Boko Haram, the Islamist radical sect operating in Nigeria, claims to have financial agreements with governors in the northern states.

A high-ranked but anonymous source from the armed radical group has told that Boko Haram concluded financial agreements with some of the country's northern governor in return for not attacking their provinces.

The source said Malam Shekarau, the former Kano state governor, agreed in 2004 to pay the group 5m Nigerian naira (£20,000) a month in return for stability and security within the state.

Kano's new governor, Rabiu Kwankwaso, who took the position in April 2011, refused to continue with the agreement, sparking retaliation from Boko Haram.

"We warned the governor of the consequences", the source told

Kano was the recent scene of a massacre by the group in which 185 people were killed.

According to the source several other agreements with other northern governors were still in place.

Boko Haram has stepped up operations with attacks and suicide bombings on churches military facilities, banks and schools, threatening to destabilise the country's government.

Human Rights Watch (HRW) published a report saying that in the first three weeks of 2012 the armed group has killed more than 253 people.

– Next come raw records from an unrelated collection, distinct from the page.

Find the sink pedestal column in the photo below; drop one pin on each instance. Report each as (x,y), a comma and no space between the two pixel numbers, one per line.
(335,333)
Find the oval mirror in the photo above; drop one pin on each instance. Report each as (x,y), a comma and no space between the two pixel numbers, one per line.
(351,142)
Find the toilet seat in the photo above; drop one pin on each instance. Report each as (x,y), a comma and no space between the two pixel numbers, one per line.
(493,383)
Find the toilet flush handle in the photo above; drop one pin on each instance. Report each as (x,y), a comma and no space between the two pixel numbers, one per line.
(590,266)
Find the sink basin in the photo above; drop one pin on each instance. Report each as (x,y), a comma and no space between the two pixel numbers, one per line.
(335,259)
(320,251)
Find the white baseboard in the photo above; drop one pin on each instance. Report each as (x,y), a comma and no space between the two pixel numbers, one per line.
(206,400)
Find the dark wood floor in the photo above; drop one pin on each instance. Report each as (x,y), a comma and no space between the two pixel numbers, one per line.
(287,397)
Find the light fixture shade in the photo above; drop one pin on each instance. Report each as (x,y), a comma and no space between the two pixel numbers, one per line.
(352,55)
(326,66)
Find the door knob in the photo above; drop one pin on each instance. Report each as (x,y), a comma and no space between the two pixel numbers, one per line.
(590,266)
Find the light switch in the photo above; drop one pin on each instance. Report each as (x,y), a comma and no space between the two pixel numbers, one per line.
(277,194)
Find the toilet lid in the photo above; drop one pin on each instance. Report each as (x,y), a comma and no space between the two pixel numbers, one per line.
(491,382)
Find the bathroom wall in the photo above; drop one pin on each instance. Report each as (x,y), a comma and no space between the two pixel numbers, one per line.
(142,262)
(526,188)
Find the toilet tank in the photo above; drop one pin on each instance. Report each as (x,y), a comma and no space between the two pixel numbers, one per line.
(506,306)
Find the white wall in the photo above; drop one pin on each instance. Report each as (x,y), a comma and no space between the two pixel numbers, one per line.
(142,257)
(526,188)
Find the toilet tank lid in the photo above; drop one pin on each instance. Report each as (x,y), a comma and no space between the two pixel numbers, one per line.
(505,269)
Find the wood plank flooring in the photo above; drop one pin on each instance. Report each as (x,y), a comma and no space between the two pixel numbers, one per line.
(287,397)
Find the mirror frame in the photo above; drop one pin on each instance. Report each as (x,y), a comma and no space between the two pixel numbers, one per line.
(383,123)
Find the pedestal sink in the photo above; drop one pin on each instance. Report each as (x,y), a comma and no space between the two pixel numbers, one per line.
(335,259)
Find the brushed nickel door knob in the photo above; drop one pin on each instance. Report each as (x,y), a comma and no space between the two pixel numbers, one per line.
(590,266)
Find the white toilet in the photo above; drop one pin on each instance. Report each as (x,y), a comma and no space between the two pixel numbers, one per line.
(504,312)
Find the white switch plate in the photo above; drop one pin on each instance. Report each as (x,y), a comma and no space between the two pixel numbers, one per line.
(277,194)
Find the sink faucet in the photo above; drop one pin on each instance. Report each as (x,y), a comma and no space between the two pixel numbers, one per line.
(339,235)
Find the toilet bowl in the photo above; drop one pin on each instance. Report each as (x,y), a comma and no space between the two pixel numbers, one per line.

It estimated that more than 935 people have been killed in 164 suspected attacks since Boko Haram started its violent operations in 2009.

"Boko Haram's attacks show a complete and utter disregard for human life," said Corinne Dufka, senior West Africa researcher at Human Rights Watch.

"The Nigerian authorities need to call a halt to this campaign of terror and bring to justice those responsible for planning and carrying out these crimes."

"Boko Haram is targeting and killing people in northern Nigeria based on their religion and ethnicity," Dufka said.